Sunday, 24 January 2016

Exploring Antalya



The beach at Olympos
14th April 2015. We managed to escape from working on the boat for a few days when we hired a car and explored some of the historical sites around the city of Antalya. Our first day was spent driving up into beautiful green mountains then back down again to the coast to visit the ancient sites of Olympos and Phaselis.
 

The riverside remains of Olympos
 

At Olympos we had the place to ourselves as we wandered along the side of a river where Lycian and Roman remains are almost hidden under the tangle of pine trees, vines and Oleander bushes.  At the mouth of the river there’s a lovely sandy beach where we paddled before admiring the Lycian tombs that sit above it. On the edge of the beach we found an impressive sarcophagus that belonged to a sea captain called Eudemos. There is a ship symbol on the front and a representation of the Goddess Aphrodite whose job it was to protect sailors. The inscription on it aptly reads: ‘The ship sailed into harbour and anchored to leave no more…’


The sea captain's tomb

The ruins of Phaselis were much busier, with tour buses neatly lined up in the car park, but the setting is stunning, as the city was built around three small sandy bays backed by pine trees. We walked along an original Roman road and admired the baths, theatre and the remains of the viaduct that originally brought water down from high in the mountains.

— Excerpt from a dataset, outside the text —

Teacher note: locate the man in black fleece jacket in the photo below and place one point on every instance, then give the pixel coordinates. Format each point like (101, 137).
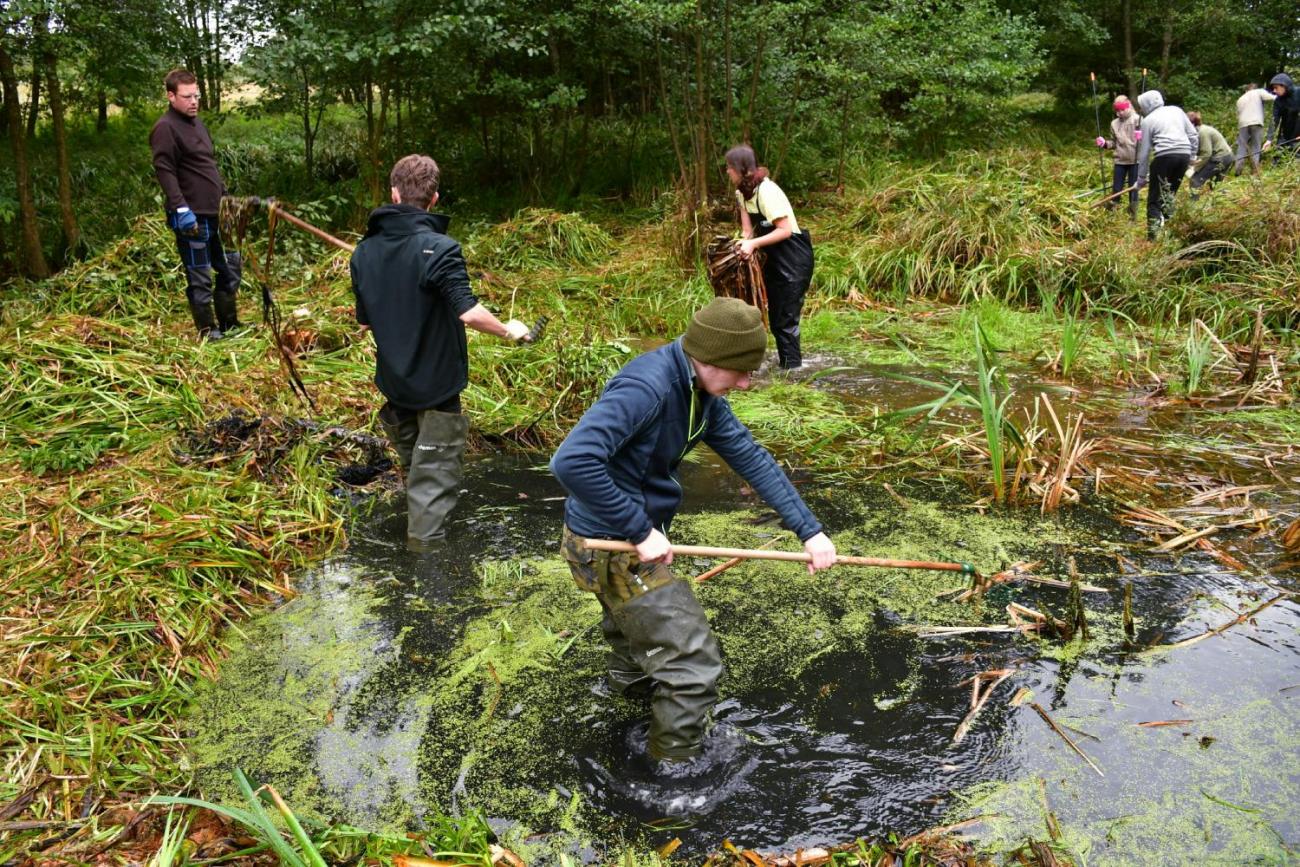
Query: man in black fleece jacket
(186, 168)
(412, 291)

Impressive viaduct at Phaselis
 
This was our bedroom in the restored Ottaman  house

We got completely lost trying to find our hotel in the narrow, one way streets of Antalya old town but when we finally arrived we found it was a real gem. Three ottoman houses have been beautifully restored and surround a leafy courtyard with a small swimming pool. The family that run it were very friendly and keen to ensure we had a good stay. The next day we headed to the museum. We were expecting to see one or two things of local interest, but instead we discovered an absolutely stunning collection of statues and stone carvings from local sites – so impressive in fact that we decided to spend more time exploring the sites themselves.


The ancient city of Perge
Our first stop the following day was Perge. This was a wealthy city in Roman times and the remains are impressive, but I would have loved to have seen just a few of the statues from the Antalya museum back in their original location on the site. We then moved on to the theatre at Aspendos which is one of the best preserved Roman theatres in Europe. We were lucky to arrive just as a Japanese visitor burst into song and delivered a perfect operatic aria from the stage.  
The restored theatre at Aspendos


Our next stop was Side – we had mixed feelings about going back here as we first visited the village in 1976. Then it was just a collection of guest houses set amidst the open ruins of a Roman city that was disappearing into the sand dunes and you could swim in the sea below the ancient stones of the Temple of Apollo.  Today it’s a big, sprawling resort - our hotel was in a road with tacky kebab houses,  tattoo parlours and hair salons  - but the ruins have been carefully restored and the old town still retains its charm.

The Temple of Apollo in Side


On our final day we drove up to see the ancient site of Termessos. This meant driving high into the mountains of the
Güllükdağı Termessos National Park, but it was worth it. The city hasn’t been excavated and the remains have been damaged by earthquakes, so after a steep climb from the car park there was much scrambling over rocks to explore. We eventually reached the amphitheatre which is set on an outcrop and we enjoyed the wonderful views back down to the valley.